Boil the pasta according to the package directions for al dente while you cook the shrimp.
Toss the shrimp with the paprika, Italian seasoning, salt, and pepper in a medium bowl until they're evenly coated.
Heat the sun-dried tomato oil in a large skillet over medium heat. Then, cook the shrimp for two minutes on both sides until they are pink, opaque, and C-shaped. If they're O-shaped, you've cooked them too long.
Set the cooked shrimp aside to cool.
For the Sauce
Melt the butter in the same pan over medium-low heat. Then, add the garlic, onion, sun-dried tomatoes, tomato paste, Italian seasoning, paprika, salt, and dried basil. Cook the mixture for about two minutes until fragrant.
Add the flour to the aromatics and stir well. Then, add the broth, heavy cream, and spinach. Stir and cook until the sauce thickens and the spinach starts to wilt - about 5 minutes. Then, add the parmesan cheese and stir until melted.
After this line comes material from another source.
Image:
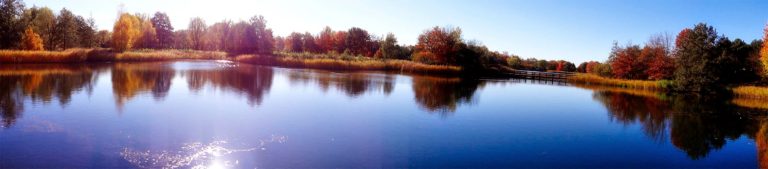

Carefully mix the pasta into the sauce. Then, add the shrimp and gently stir again. Garnish with fresh basil, and enjoy.
Notes
This recipe serves six.
Refrigerate this pasta for up to 3 days in an airtight container.
Because this dish is made with cream, freezing is not recommended.
Shrimp is perfectly cooked when it's C-shaped. If your shrimp is O-shaped, you've overcooked it.
You can also make this dish with chicken, steak, or other seafood like scallops, crab, or lobster. Just sear the meat and then add it at the end.